Selene had sent nine messages during the gala.

He read through them in order:

"Hope your evening is less catastrophic than mine. Silva broke three of my vintage wine glasses within an hour of arriving.

She is exactly like her father and I cannot decide if that is wonderful or exhausting.

Are you eating? You forget to eat.

Rhea keeps asking about you. I haven't told her what I actually think about that.

I know you're busy. I just wanted you to know there is somewhere warm to come back to.

Take care of yourself, Ives."

Then two pictures. Then — Silva wants to meet the man who saved her mother. Say the word and I'll set something up.

Ives typed back. Alright.

He set the phone down and leaned his head back and looked at the ceiling of the cabin. Somewhere behind him Aldire was watching the ocean. Dawn and Aura had fallen into a quiet conversation. The silver case with its dove seal sat on the seat beside him.

He thought about his mother.

A complication.

He thought about what it meant that Beelzebub had handed him the finished product of the research that made her one.

He thought about the fact that Beelzebub had not believed him when he said he had deduced it all.

He thought about the aberration growing in him like a second heartbeat.

He closed his eyes.

In Valkyren, the lobby of Ives' building was quiet past midnight.

The night receptionist sat behind the front desk with a cup of tea going cold beside the keyboard. The front door opened.

A woman walked in.

She was perhaps forty. Dark hair going grey at the temples. She moved with the careful deliberate walk of someone who had been moving carefully for a long time. Her clothes were clean but worn in the way that said practical rather than fashionable. Her eyes moved across the lobby quickly — reading it, clocking the exits, counting the people.

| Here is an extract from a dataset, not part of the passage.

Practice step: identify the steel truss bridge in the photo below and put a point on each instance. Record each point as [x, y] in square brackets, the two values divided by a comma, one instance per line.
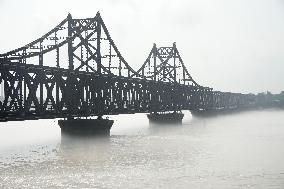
[76, 70]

She approached the front desk.

"I need to speak with Ives Rothschild." She said. Her voice was steady. Quiet. "He lives here. I know he does. Please tell him —" She stopped. Swallowed. "Please tell him his mother is here."

The receptionist blinked.

Standard protocol: call up. She dialled the penthouse.

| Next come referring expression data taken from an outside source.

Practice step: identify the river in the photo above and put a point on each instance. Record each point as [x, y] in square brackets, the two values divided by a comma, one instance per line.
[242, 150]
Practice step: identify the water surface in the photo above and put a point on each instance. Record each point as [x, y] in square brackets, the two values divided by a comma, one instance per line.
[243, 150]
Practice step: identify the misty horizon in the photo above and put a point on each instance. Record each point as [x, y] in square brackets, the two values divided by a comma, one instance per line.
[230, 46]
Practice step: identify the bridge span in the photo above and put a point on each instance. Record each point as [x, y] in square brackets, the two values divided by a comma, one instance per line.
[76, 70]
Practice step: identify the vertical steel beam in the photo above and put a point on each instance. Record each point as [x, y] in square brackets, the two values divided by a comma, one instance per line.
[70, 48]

On the third ring, not Ives but Zeke answered. The receptionist relayed the message.

A short silence.

"Send her up." Zeke said. "I'll meet her at the elevator."

He was already there when the doors opened. He stood in the corridor in his full tuxedo despite the hour, his glasses catching the hall light, his expression carrying the particular quality it had when he was not surprised by something that should have been surprising.

The woman stepped out and looked at him.

"You must be his assistant." She said. "Zeke. He mentioned you."

"He did." Zeke said. He studied her face the way a doctor looks at a chart — quickly, completely, without showing what he found. "How did you find this address?"

"I have been looking for a long time." She said. And then something broke open in her expression — just briefly, just at the edges. "I know how this looks. I know what they must have told him. But I am alive and I need to speak to my son. Please."

Zeke looked at her for a long moment.

Then he smiled with genuine warmth.

"Of course." He said. "Come in."

He stepped aside and gestured her toward the apartment door.

She walked past him.

She did not hear him reach into his jacket.

She did not feel anything after that.

Zeke stood alone in the corridor with his phone already raised.

It rang once.

"Third one this month." He said quietly when the line connected. His voice had no emotion in it at all. "Something is wrong."